Im Vorjahr waren es noch 17,9 Tage gewesen. Das entspricht einem Anstieg um rund zehn Prozent. Insgesamt machten die Muskel-Skelett-Erkrankungen (MSE) fast ein Viertel und damit den höchsten Anteil am gesamten Krankenstand aus, ermittelte der Wirtschaftspsychologe Prof. Rainer Wieland von der Universität Wuppertal. Für die "sehr repräsentative Studie" im Auftrag der Barmer Ersatzkasse wurde die Arbeitsunfähigkeit von 1,4 Millionen Barmer-Versicherten untersucht.
Volkswirtschaftlicher Verlust in Milliardenhöhe
Die Hälfte der Patienten leidet laut Studie an Rückenschmerzen, ohne dass ein organischer Befund von Schäden an Wirbelsäule oder Bandscheibe diagnostizierbar sei.
Deswegen könnten die Beschwerden durch Gesundheitsförderung im Betrieb wie vernünftige Arbeitsgestaltung und "gesunde Führung" ebenso nachhaltig verringert werden wie durch Sport oder gezielte Rückenschule, erklärte der Wirtschaftspsychologe.
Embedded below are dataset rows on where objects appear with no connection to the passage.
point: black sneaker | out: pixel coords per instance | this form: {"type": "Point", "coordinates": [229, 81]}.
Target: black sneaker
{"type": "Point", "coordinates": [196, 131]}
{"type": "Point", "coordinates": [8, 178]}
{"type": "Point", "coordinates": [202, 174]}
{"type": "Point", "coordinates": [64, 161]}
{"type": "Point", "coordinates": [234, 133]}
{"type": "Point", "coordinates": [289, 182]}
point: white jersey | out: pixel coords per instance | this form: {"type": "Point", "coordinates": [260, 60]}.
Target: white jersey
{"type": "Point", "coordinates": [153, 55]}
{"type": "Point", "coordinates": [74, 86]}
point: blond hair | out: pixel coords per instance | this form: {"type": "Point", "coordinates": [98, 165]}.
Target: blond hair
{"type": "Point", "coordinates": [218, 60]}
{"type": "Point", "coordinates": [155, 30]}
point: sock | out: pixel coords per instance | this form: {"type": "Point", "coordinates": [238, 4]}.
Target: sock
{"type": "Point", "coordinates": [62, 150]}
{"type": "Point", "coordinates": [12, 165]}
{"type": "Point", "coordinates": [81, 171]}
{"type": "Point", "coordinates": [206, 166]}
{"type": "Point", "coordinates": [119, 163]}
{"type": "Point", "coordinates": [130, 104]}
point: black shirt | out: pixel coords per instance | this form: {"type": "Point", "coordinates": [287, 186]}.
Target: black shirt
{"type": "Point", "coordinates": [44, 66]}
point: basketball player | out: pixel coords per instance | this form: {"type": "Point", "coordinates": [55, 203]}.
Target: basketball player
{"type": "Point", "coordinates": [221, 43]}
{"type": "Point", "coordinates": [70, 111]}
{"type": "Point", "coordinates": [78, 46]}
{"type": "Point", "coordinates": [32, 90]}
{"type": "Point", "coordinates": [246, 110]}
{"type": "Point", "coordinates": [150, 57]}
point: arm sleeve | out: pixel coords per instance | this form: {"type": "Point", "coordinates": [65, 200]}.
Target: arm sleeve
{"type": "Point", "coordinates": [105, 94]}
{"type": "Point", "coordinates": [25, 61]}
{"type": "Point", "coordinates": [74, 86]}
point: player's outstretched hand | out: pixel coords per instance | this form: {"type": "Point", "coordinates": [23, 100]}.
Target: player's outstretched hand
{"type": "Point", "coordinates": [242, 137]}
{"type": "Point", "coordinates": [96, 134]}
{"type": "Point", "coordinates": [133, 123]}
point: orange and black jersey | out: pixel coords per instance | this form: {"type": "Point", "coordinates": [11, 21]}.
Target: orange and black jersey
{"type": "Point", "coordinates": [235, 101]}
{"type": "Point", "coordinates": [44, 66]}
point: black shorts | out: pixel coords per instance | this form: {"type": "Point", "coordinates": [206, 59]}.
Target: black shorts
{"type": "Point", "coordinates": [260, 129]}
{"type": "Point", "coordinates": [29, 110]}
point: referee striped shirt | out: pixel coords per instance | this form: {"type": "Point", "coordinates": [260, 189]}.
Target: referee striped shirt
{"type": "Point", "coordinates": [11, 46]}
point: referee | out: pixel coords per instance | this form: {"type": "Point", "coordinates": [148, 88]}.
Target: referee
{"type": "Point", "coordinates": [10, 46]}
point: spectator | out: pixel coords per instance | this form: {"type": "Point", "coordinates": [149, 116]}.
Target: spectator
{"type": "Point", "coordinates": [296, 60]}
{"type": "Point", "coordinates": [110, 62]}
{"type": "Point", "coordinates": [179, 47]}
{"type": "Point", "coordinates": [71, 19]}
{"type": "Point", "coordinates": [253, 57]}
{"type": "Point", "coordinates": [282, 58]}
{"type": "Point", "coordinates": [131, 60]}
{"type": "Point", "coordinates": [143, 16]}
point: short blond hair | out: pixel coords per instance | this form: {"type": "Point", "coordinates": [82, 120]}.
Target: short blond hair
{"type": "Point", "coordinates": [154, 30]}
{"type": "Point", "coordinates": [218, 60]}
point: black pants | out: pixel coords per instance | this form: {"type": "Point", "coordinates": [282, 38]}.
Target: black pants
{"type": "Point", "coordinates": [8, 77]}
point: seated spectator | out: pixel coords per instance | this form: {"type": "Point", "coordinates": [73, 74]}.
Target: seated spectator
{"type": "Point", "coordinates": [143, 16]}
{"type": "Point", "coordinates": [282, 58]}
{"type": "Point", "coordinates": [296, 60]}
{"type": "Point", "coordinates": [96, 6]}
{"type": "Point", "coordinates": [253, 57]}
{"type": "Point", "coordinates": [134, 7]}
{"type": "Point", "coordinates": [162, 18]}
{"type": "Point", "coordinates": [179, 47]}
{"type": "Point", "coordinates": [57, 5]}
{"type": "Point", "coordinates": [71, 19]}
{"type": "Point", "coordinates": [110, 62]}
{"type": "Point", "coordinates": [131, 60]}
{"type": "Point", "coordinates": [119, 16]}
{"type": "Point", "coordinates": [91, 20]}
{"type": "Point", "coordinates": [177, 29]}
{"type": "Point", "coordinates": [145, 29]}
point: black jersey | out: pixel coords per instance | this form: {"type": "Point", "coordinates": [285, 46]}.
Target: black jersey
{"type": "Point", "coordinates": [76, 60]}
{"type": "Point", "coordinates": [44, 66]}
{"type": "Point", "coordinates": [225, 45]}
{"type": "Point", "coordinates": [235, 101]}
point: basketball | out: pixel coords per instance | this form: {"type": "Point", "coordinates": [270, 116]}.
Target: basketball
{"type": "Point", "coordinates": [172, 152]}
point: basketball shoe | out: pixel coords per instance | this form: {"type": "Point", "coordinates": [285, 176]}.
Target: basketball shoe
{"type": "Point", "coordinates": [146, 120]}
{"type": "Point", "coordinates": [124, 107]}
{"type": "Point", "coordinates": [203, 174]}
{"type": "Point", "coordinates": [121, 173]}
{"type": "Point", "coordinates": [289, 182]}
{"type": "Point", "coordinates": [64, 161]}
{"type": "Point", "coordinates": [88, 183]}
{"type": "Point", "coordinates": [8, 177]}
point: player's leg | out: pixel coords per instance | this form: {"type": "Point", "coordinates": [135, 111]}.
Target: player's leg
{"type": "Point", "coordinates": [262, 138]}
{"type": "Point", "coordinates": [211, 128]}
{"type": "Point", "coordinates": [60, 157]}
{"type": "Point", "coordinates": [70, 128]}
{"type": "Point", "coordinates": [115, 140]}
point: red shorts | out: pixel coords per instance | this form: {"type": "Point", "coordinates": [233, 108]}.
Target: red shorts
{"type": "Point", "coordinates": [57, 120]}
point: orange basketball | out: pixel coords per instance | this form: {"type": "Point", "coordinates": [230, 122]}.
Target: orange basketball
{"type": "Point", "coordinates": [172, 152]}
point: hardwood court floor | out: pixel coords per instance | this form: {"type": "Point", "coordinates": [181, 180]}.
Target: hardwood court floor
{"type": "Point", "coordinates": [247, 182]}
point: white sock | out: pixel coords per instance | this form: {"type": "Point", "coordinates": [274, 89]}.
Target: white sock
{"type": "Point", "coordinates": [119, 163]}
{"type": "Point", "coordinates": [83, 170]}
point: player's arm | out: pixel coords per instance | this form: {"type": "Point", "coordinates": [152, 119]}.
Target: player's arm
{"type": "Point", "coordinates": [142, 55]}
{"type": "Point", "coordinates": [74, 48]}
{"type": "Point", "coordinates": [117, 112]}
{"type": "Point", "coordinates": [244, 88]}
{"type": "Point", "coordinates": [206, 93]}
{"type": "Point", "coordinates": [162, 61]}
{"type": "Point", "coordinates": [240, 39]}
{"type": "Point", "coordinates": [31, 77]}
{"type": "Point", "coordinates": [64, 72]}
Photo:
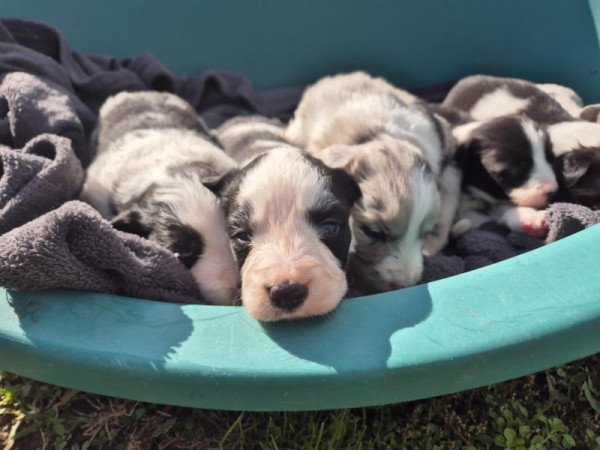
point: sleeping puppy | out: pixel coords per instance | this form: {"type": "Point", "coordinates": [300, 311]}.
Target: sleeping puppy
{"type": "Point", "coordinates": [287, 216]}
{"type": "Point", "coordinates": [401, 155]}
{"type": "Point", "coordinates": [245, 137]}
{"type": "Point", "coordinates": [507, 173]}
{"type": "Point", "coordinates": [148, 178]}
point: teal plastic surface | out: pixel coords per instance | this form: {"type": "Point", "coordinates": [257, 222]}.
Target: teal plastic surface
{"type": "Point", "coordinates": [516, 317]}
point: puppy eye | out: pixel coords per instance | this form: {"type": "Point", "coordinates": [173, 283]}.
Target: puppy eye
{"type": "Point", "coordinates": [329, 229]}
{"type": "Point", "coordinates": [373, 234]}
{"type": "Point", "coordinates": [243, 237]}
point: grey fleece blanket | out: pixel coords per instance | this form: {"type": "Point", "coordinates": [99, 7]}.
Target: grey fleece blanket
{"type": "Point", "coordinates": [49, 97]}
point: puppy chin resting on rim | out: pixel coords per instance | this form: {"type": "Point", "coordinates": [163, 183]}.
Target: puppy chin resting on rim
{"type": "Point", "coordinates": [287, 216]}
{"type": "Point", "coordinates": [152, 163]}
{"type": "Point", "coordinates": [401, 156]}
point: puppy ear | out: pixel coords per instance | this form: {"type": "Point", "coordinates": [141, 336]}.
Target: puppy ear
{"type": "Point", "coordinates": [462, 134]}
{"type": "Point", "coordinates": [573, 165]}
{"type": "Point", "coordinates": [338, 156]}
{"type": "Point", "coordinates": [591, 113]}
{"type": "Point", "coordinates": [218, 183]}
{"type": "Point", "coordinates": [346, 186]}
{"type": "Point", "coordinates": [130, 221]}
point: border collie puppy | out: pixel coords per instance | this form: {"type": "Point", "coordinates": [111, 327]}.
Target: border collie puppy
{"type": "Point", "coordinates": [506, 161]}
{"type": "Point", "coordinates": [287, 216]}
{"type": "Point", "coordinates": [401, 156]}
{"type": "Point", "coordinates": [149, 178]}
{"type": "Point", "coordinates": [245, 137]}
{"type": "Point", "coordinates": [573, 130]}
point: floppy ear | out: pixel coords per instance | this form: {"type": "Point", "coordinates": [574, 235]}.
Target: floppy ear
{"type": "Point", "coordinates": [574, 165]}
{"type": "Point", "coordinates": [217, 183]}
{"type": "Point", "coordinates": [338, 156]}
{"type": "Point", "coordinates": [130, 221]}
{"type": "Point", "coordinates": [348, 187]}
{"type": "Point", "coordinates": [591, 113]}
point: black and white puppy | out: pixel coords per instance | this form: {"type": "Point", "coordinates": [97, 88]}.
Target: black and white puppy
{"type": "Point", "coordinates": [244, 137]}
{"type": "Point", "coordinates": [572, 129]}
{"type": "Point", "coordinates": [287, 216]}
{"type": "Point", "coordinates": [506, 161]}
{"type": "Point", "coordinates": [401, 156]}
{"type": "Point", "coordinates": [149, 176]}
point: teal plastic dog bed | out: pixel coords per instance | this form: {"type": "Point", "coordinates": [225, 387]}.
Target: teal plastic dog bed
{"type": "Point", "coordinates": [522, 315]}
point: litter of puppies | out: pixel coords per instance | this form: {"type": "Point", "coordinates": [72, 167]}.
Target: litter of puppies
{"type": "Point", "coordinates": [361, 188]}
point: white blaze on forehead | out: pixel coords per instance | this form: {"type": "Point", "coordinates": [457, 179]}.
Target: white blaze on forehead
{"type": "Point", "coordinates": [195, 206]}
{"type": "Point", "coordinates": [283, 184]}
{"type": "Point", "coordinates": [542, 180]}
{"type": "Point", "coordinates": [281, 189]}
{"type": "Point", "coordinates": [568, 136]}
{"type": "Point", "coordinates": [497, 103]}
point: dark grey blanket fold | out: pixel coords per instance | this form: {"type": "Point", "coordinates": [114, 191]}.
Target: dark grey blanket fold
{"type": "Point", "coordinates": [46, 117]}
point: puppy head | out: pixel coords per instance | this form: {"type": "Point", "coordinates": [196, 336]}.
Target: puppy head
{"type": "Point", "coordinates": [288, 220]}
{"type": "Point", "coordinates": [399, 207]}
{"type": "Point", "coordinates": [579, 176]}
{"type": "Point", "coordinates": [508, 157]}
{"type": "Point", "coordinates": [187, 219]}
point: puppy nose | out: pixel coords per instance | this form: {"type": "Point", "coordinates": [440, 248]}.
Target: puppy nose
{"type": "Point", "coordinates": [288, 296]}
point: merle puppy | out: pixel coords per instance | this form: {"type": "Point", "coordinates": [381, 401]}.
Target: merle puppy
{"type": "Point", "coordinates": [507, 172]}
{"type": "Point", "coordinates": [401, 156]}
{"type": "Point", "coordinates": [148, 177]}
{"type": "Point", "coordinates": [287, 216]}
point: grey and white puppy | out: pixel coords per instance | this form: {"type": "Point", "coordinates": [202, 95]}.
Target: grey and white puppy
{"type": "Point", "coordinates": [244, 137]}
{"type": "Point", "coordinates": [401, 155]}
{"type": "Point", "coordinates": [149, 176]}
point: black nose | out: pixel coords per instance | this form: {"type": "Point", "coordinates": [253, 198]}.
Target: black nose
{"type": "Point", "coordinates": [288, 296]}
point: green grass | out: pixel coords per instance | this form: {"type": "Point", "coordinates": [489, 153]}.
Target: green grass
{"type": "Point", "coordinates": [556, 409]}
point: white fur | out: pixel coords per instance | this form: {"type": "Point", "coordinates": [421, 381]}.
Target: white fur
{"type": "Point", "coordinates": [128, 166]}
{"type": "Point", "coordinates": [497, 103]}
{"type": "Point", "coordinates": [347, 120]}
{"type": "Point", "coordinates": [567, 136]}
{"type": "Point", "coordinates": [567, 98]}
{"type": "Point", "coordinates": [286, 248]}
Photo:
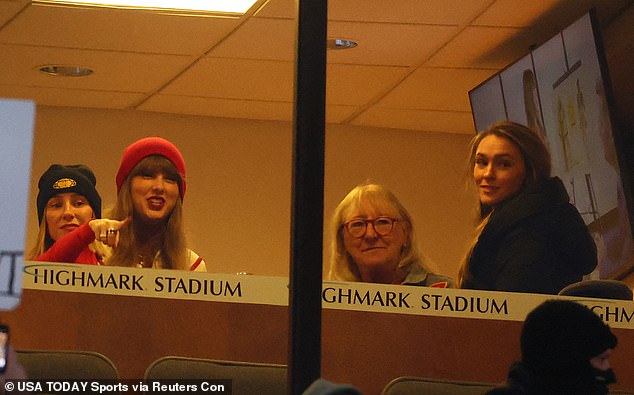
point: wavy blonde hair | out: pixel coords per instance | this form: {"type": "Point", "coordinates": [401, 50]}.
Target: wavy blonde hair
{"type": "Point", "coordinates": [342, 267]}
{"type": "Point", "coordinates": [171, 240]}
{"type": "Point", "coordinates": [538, 168]}
{"type": "Point", "coordinates": [43, 242]}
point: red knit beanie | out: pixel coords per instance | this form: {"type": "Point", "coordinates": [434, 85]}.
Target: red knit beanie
{"type": "Point", "coordinates": [146, 147]}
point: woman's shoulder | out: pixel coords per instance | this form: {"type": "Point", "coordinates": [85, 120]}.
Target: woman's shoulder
{"type": "Point", "coordinates": [419, 276]}
{"type": "Point", "coordinates": [195, 262]}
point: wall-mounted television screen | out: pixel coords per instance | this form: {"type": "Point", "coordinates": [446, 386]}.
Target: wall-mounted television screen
{"type": "Point", "coordinates": [559, 89]}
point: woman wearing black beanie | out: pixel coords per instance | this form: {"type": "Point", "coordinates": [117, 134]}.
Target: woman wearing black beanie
{"type": "Point", "coordinates": [66, 202]}
{"type": "Point", "coordinates": [565, 351]}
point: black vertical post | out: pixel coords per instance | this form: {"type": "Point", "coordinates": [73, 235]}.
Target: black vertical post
{"type": "Point", "coordinates": [307, 196]}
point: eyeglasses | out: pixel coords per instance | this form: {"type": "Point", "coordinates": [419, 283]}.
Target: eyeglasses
{"type": "Point", "coordinates": [358, 227]}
Seelischer Stress gehöre zu den wichtigen Auslösern des Leidens, wobei Menschen mit vorwiegend geistiger Tätigkeit nahezu ebenso häufig von Rückenschmerzen geplagt würden wie körperlich arbeitende, sagte Wieland.
Nach Angaben der stellvertretenden Vorstandsvorsitzenden der Barmer, Birgit Fischer, verursachten Rückenleiden jährlich einen volkswirtschaftlichen Verlust von 15,5 Milliarden Euro.
Es sei "ein positives Signal", wenn nach jüngsten Plänen zum Jahressteuergesetz 2009 Unternehmen schon von diesem Jahr an steuerfrei 500 Euro je Arbeitnehmer für die Gesundheitsförderung im Betrieb investieren könnten.